Reinvent the wheel, not the road…

For every cliché there a grain of truth and a seed of doubt.(1) First, why is this advice given and knowing that, when can you go against it? Now, let’s talk about what in this example is “the road.”

Where the rubber meets the road

When I am developing a product, I am developing that product. Any work done on tools and infrastructure beyond it takes away from my core objective. Following this analogy, the “road” is a common infrastructure developed and maintained by many; meaning that it will be a fit environment for running our tires along. We can focus on making the best tire, not worrying about potholes.

When the road doesn’t go where you need…

In 98%(2) of software development practices, the existing infrastructure will take you all the way to your goal.(3) The primary objective here should be to triage the tool chain. Ask what functionality…

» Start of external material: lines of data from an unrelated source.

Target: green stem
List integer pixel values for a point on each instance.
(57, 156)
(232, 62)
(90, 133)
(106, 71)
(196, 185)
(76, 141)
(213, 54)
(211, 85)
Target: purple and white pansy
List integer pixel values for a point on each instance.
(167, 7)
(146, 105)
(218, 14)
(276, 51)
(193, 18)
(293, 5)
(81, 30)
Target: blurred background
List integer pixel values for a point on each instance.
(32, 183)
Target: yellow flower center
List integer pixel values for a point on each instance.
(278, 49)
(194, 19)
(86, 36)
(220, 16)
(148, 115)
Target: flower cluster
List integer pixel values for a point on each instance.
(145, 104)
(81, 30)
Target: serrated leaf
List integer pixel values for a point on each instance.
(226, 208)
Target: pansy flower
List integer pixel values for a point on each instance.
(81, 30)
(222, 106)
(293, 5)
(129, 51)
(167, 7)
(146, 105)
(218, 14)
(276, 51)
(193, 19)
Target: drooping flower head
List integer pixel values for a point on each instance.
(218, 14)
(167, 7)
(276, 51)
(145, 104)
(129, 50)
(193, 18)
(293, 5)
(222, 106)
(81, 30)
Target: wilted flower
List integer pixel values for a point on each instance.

  • … is sufficient: for these portions to use-as-is
  • … is near: see if existing work arounds and extensions exist
  • … is missing: determine if the functionality is truly needed and if so implement extensions to the existing tools

Popping wheelies

Joy and job satisfaction comes from those times when for good and just reasons you do re-invent the wheel. Today I’m here to say, let us do it one wheel at a time until the world turns around new.

Footnotes

  1. You could say that in doubting this you are going against the grain.
  2. In the 2% case, you should milk it for all it is worth.
  3. Mind you, I look at this photo and think “If I were the road runner I would paint something on here and run right through.”